Attenzione ai controlli, perché in vista dei pagamenti del contributo per questo mese di marzo, l’Inps ha avviato verifiche mirate per i nuclei beneficiari. L’obiettivo della procedura è accertare il possesso dei requisiti a partire dalle soglie di reddito, mobiliare e immobiliare, modificate dall’ultima legge di bilancio. Ma andiamo con ordine.

Come funziona l’assegno di inclusione

Introdotto nel gennaio 2024 dal decreto legge numero 48/2023 in sostituzione del reddito di cittadinanza, l’assegno di inclusione (Adi) è un contributo mensile destinato ai nuclei in difficoltà economica. L’erogazione dell’assegno si lega all’adesione ad un percorso personalizzato di “attivazione sociale e lavorativa”. A poter fare domanda per il sussidio sono i nuclei familiari residenti in Italia in cui siano presenti persone con disabilità, minorenni, over 60 anni, oppure persone in condizione di svantaggio inserite in programmi di cura e assistenza dei servizi socio-sanitari territoriali validati dalla pubblica amministrazione.

I limiti Isee e gli importi

Oltre ai requisiti soggettivi, l’Inps valuta la condizione economica del nucleo familiare misurata dall’Isee, che per quest’anno non può superare i 10.140 euro annui (780 in più del limite di 9.360 euro del 2024). Nel caso di nuclei familiari con minorenni, va calcolato l’Isee della tipologia “minori”. La soglia del reddito familiare per l’accesso alla misura sale a 6.500 euro (prima era 6.000), moltiplicata per il corrispondente parametro della scala di equivalenza, fino a un massimo complessivo di 2.2, elevato a 2.3 in presenza di componenti in condizione di disabilità grave o non autosufficienza.

Sale invece a 8.190 euro (prima era 7.560) per il nucleo familiare composto da persone tutte di età pari o superiore a 67 anni, o da persone di età pari o superiore a 67 anni e da altri familiari tutti in condizione di disabilità grave o di non autosufficienza, moltiplicati sempre per il corrispondente parametro della scala di equivalenza.

E gli importi? Ad incidere sull’entità dell’assegno di inclusione concorrono fattori come la composizione del nucleo familiare, la situazione abitativa e il reddito disponibile.
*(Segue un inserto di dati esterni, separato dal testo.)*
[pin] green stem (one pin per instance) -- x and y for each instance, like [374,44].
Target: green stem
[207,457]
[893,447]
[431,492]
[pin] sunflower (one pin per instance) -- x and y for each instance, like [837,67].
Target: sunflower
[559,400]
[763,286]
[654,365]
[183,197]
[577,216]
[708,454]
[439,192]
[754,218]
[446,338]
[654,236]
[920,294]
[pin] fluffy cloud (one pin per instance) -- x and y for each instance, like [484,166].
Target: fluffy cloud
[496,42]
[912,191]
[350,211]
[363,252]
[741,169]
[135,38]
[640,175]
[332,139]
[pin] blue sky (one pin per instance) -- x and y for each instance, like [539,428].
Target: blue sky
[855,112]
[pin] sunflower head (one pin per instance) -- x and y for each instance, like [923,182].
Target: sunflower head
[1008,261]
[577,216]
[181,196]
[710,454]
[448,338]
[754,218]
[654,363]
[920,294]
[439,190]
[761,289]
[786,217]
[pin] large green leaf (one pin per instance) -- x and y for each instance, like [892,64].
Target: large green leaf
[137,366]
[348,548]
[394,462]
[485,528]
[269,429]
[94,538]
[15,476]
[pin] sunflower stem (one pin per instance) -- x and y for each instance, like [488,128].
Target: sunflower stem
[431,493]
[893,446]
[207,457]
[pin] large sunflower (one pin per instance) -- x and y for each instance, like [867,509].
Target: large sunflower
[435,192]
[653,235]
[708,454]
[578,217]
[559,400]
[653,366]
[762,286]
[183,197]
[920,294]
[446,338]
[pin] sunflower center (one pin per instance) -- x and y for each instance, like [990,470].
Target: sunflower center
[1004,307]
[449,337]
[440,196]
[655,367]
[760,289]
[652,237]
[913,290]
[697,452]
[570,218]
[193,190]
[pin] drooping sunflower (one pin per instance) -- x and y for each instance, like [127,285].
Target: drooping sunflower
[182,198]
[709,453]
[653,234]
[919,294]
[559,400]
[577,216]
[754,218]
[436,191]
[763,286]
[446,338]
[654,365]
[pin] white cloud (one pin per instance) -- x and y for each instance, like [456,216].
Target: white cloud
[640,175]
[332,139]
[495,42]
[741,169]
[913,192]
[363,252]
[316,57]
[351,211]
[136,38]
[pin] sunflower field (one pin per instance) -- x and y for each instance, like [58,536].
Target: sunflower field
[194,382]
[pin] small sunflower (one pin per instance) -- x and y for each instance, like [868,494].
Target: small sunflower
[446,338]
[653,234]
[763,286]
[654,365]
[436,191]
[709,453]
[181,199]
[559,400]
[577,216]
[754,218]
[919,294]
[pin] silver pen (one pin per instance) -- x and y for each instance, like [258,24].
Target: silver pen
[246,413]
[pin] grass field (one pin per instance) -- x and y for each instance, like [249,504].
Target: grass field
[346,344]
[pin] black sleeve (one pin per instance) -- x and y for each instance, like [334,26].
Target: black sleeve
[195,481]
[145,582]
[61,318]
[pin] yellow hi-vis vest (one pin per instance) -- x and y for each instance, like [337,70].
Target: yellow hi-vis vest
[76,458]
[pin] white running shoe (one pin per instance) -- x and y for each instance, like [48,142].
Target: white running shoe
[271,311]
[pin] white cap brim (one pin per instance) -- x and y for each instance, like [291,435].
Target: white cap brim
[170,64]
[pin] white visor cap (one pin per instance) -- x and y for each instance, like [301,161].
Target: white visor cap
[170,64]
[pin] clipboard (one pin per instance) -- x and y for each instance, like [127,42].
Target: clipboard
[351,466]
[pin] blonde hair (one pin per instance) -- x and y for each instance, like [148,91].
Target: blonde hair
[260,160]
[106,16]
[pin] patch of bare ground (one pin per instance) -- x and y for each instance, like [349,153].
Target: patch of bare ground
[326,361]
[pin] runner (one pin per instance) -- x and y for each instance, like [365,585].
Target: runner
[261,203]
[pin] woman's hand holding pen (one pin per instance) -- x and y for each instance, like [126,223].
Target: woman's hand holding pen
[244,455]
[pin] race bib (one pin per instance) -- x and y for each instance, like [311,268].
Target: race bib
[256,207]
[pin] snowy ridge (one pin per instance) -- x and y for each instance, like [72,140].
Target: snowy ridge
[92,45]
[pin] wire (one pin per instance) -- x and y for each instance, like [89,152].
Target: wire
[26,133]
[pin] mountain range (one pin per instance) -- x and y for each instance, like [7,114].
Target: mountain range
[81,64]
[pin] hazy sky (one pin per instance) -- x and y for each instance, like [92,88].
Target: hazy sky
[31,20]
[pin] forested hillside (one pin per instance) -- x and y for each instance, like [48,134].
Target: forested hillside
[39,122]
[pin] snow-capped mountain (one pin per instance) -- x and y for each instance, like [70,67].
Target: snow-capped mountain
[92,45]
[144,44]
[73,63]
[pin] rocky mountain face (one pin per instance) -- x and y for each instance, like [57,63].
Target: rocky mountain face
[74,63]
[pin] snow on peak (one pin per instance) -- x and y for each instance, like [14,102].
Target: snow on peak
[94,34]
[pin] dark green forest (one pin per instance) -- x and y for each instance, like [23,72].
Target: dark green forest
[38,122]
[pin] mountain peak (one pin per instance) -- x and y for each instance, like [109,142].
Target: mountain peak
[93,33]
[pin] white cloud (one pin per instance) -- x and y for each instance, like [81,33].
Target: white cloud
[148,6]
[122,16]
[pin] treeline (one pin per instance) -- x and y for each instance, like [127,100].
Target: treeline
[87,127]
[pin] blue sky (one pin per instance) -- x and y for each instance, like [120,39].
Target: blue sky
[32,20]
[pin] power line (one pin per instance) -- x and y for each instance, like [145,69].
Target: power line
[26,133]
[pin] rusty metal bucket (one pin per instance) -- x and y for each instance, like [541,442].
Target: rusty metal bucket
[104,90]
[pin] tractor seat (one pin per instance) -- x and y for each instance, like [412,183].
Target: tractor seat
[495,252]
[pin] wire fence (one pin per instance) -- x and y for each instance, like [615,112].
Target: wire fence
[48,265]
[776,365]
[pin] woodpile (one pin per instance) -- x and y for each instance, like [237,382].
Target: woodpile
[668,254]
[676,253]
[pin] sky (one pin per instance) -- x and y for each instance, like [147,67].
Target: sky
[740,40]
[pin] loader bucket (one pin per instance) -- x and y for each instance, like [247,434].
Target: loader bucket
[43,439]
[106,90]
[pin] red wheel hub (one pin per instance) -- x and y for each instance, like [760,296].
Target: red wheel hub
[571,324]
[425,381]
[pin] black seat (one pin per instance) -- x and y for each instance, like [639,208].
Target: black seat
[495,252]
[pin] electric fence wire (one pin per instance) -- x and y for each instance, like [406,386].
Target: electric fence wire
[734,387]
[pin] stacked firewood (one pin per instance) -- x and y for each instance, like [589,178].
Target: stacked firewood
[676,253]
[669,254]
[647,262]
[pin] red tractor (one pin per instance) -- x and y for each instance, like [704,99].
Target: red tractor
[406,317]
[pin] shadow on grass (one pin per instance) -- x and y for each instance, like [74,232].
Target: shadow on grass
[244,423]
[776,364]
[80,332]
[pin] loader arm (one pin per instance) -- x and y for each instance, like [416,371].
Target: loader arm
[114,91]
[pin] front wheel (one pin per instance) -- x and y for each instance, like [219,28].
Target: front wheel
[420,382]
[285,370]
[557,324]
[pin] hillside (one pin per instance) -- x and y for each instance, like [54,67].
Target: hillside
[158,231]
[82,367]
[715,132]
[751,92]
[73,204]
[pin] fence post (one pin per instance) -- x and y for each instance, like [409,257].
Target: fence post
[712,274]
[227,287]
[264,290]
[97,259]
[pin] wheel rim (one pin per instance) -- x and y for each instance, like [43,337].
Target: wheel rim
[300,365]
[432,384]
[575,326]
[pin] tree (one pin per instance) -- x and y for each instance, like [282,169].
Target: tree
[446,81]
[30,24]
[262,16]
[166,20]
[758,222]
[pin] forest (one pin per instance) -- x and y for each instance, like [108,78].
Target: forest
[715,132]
Per i nuclei familiari senza componenti minorenni o over 60, la quota massima arriva a 500 euro, quota che sale a 630 per i nuclei familiari con componenti disabili o di età superiore a 67 anni. In caso di affitto, scatta un ulteriore contributo fino a 280 euro al mese.
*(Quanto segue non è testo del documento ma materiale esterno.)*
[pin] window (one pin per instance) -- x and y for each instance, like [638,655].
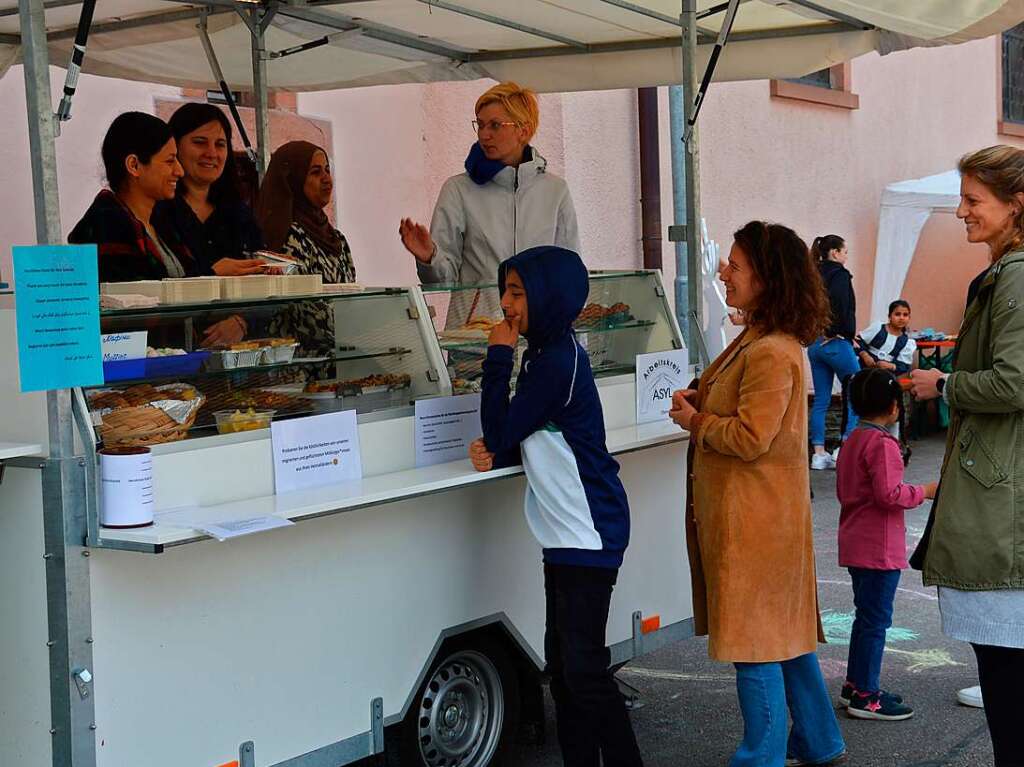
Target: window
[820,79]
[1012,82]
[830,87]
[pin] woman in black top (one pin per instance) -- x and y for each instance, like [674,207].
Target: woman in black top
[207,211]
[833,354]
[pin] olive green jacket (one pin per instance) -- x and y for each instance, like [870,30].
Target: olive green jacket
[977,540]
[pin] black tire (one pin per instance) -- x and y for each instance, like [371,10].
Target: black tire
[466,714]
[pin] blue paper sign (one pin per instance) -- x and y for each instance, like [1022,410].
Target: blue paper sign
[57,307]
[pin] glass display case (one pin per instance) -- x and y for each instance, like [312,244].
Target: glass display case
[627,313]
[370,350]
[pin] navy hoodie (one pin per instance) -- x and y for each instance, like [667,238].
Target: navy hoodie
[576,505]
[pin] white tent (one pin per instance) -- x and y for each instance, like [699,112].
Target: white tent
[905,208]
[552,46]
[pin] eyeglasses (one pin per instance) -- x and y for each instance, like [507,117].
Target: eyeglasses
[494,126]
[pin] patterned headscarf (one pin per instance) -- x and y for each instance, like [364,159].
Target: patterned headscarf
[282,200]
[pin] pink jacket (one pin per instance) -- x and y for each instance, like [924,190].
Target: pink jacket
[872,496]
I controlli di marzo: i casi di sospensione o decadenza

Come detto all’inizio, marzo 2025 è il mese in cui l’Inps verifica le eventuali modifiche ai requisiti per poter ricevere l’assegno di inclusione. A determinare un possibile stop al pagamento è in primo luogo il mancato aggiornamento dell’Isee, necessario per misurare il reddito per l’anno corrente. Non solo. Ulteriori modifiche che possono alterare l’ottenimento dell’Adi riguardano le dimissioni volontarie dal lavoro inviate nel mese precedente da uno o più membri del nucleo familiare. In questo caso, il contributo decade per l’intero nucleo. A determinare modifiche sono poi eventuali altre indennità erogate dall’Inps, come la pensione di invalidità oppure l’avvio di un nuovo lavoro.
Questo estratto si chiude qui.